Equipment being sold using hydrocarbon refrigerants with a charge less than or equal to 150 grams includes upright and horizontal freezer cabinets, refrigerated display cabinets, wine coolers and ice cream merchandisers.

“Given the relative energy efficiency of devices charged with HCs and CO2 as compared to the older equipment charged with HFC-404A and, now more commonly with HFC-134a, the trend of increasing sales of small self-contained commercial refrigeration using natural refrigerants is expected to continue,” the report said.

“A range of small self-contained refrigeration display cabinets (RDCs) charged with CO2 were introduced to the market in recent years.

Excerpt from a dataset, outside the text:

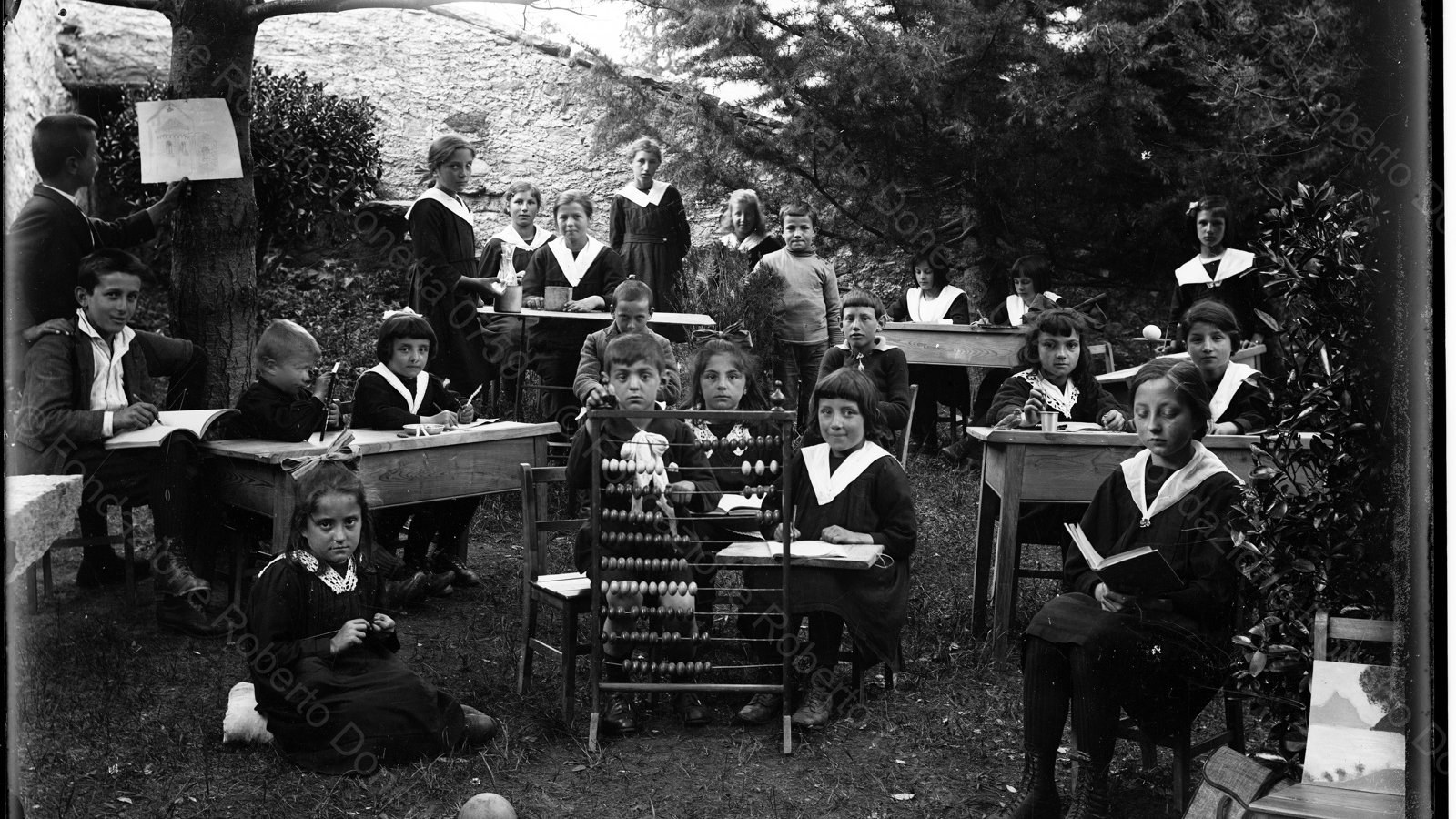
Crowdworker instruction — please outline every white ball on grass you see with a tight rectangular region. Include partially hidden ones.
[456,793,515,819]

Possibly as many as 1,000 sales were made of RDCs charged with CO2 in 2016.

“However, it is unlikely that CO2 charged equipment in this category will grow significantly as the HC technology is proving to be highly energy efficient and competitively priced.”

At present there is a refrigerant charge threshold imposed by safety standards in Australia (AS/NZS ISO 5149: 2016) of 150 grams for class A3 refrigerants such as hydrocarbons.

Increasing this charge size in general, or by specific application, would have a significant impact on the future penetration of hydrocarbons in small to medium commercial refrigeration applications.

Air Conditioning systems

One area of the market where hydrocarbons haven't been as successful is the residential air conditioning market.

Efforts to introduce hydrocarbon (HC) charged air conditioning systems have faded with the technology developing only limited manufacturing support, and still facing potential regulatory and workplace limitations as a result of flammability.

This is the market assessment published in Cold Hard Facts 3, which states that HC charged air conditioners have not achieved any significant market share in Australia in the last two years.

Chinese manufacturers of HC charged equipment have not increased marketing efforts or been publicising recent case studies of installations or established new distribution lines, the report said.

The ongoing message is that systems are under development and available in some overseas markets (e.g. India and in small volumes in China) and are expected to emerge as technically and commercially feasible soon.

However, at present, there are only a few air conditioner models containing HC in Australia.

As a result, the report concluded that HCs in the residential air conditioning category, are unlikely to achieve a significant market share in the foreseeable future.